Parsimony today is an ethical concern. The virtuous theory, it says, strikes the mean: it does not assert so little that it cannot reasonably explain, nor too much that it need explain further. Parsimony executes the gluttonous theory for lazing gleefully upon its mountains of golden assertions. But is this too much, too quick? How far must the revolution be permitted to continue? All of metaphysics—metaphysics!—stands bound before the guillotine: while theories be beggars, it becomes an outrage that metaphysics stands upon even its singular assertion: that there be something rather than nothing. And so Scarlet Parsimony descends upon it. Shall it succeed? Let us not heed the jeers of the crowd: let justice alone decide.
Our question here is then this: is parsimony truly a theoretical virtue? It is not. It fails its own test, of course. It has failed its own test throughout the whole of its history. But beyond that still, it fails every other test too.
Philosophers almost universally recognise eight theoretical virtues: clarity, accuracy, precision, relevance, breadth, depth, significance, and completeness. If parsimony is to find a seat at the bench alongside these fine justices, it must meet their demands. Clarity begins the proceedings.
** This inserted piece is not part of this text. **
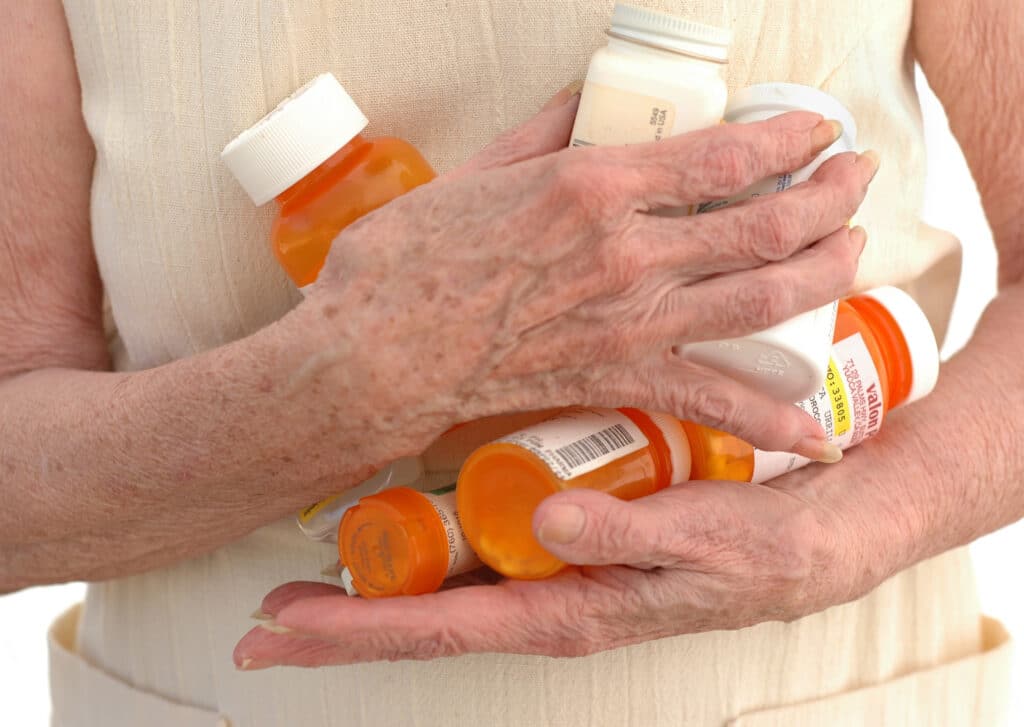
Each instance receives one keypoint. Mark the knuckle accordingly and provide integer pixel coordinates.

What does it mean for a theory to be parsimonious? It means for a theory to make no more assertions than necessary. Assertions are not straightforwardly countable. They come in different kinds and different orders with different relations along some hierarchy of inference. Finitism in mathematics is no more parsimonious than infinitism because the latter asserts infinitely. That infinite chain of assertions is inferred, and not essential to the theory. That is, they don’t count. What matters instead is the number of different kinds of assertions a theory makes. But delimiting what makes an assertion a different kind neither straightforward. Do assertions differ in kind by logical form? Or do they differ in kind by their content? Do they differ by their assertive force? These are all implausible: that a theory asserts only universals does not clearly make it any more parsimonious than another which asserts both counterfactuals and universals. And so on for any other distinction in kind. In no way can it be reliably understood how to evaluate the parsimony of a theory. Clarity finds parsimony guilty.
The others concur. It cannot be reliably adjudged which theories are parsimonious and therefore whether parsimony tracks truth. And with this limitation, parsimony is irrelevant and insignificant to theories as instruments of description, explanation, and justification.
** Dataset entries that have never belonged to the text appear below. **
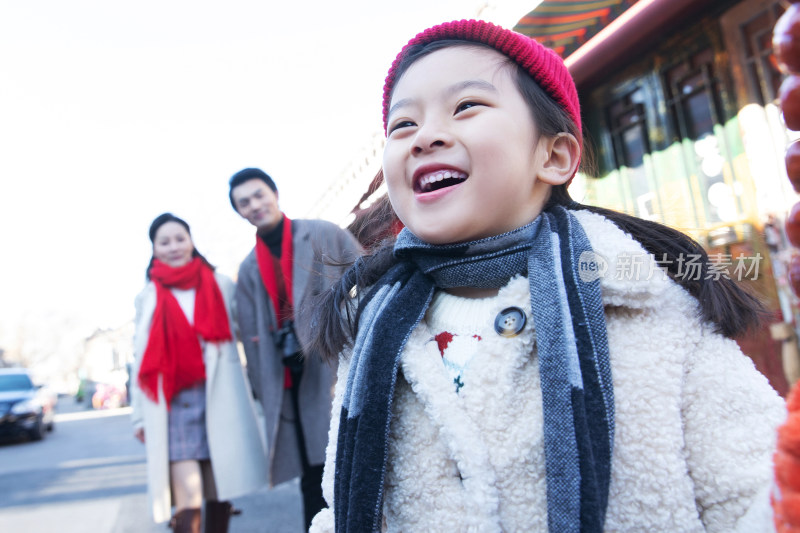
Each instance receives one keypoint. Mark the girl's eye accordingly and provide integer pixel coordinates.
(465, 105)
(401, 124)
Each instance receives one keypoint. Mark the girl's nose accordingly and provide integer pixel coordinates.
(431, 137)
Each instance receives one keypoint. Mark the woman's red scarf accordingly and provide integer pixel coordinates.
(279, 287)
(173, 348)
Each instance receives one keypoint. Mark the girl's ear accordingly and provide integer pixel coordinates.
(561, 158)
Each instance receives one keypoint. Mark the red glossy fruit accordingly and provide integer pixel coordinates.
(790, 102)
(793, 225)
(794, 274)
(793, 164)
(786, 40)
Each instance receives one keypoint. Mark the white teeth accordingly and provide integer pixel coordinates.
(433, 177)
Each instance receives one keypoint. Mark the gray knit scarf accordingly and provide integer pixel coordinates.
(572, 349)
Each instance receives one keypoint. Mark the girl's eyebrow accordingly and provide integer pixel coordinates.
(456, 87)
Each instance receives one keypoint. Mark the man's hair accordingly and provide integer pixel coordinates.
(248, 174)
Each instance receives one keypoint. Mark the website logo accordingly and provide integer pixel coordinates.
(591, 266)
Parsimony moreover doesn’t add anything new to this judicial bench. Every supposèd benefit of parsimony is already mastered by our eight theoretical justices. Where a theory of combustion asserts the existence of phlogiston, for example, philosophers might take it to be unacceptable because it is less parsimonious. But if that theory is consistent with the known chemical processes and thermodynamic equations, phlogiston doesn’t do anything for the theory. Asserting phlogiston is insignificant. Similarly for Meinongianism. For a squared circle to subsist fails parsimony. But it also fails clarity. It also fails relevance. Subsistence as an ontological category simply isn’t clear, especially since it is populated almost exclusively by impossible objects and objects that do not obtain. And since these objects do not obtain, their assertion is irrelevant to any theoretical explananda. And so parsimony fails its own test too: it is a principle beyond necessity. Let now Scarlet Parsimony descend upon itself: so has justice decreed.
Many too many philosophical theories have been lost to parsimony. Its reign of terror must end. All theories must die, but they ought to be executed with dignity and justice. Let us band together, philosophers, and shave parsimony itself from our metatheory. Let us divide it into its parts and cast them into the wind. Let us not even dignify it with an epitaph. Let it fade into obscurity.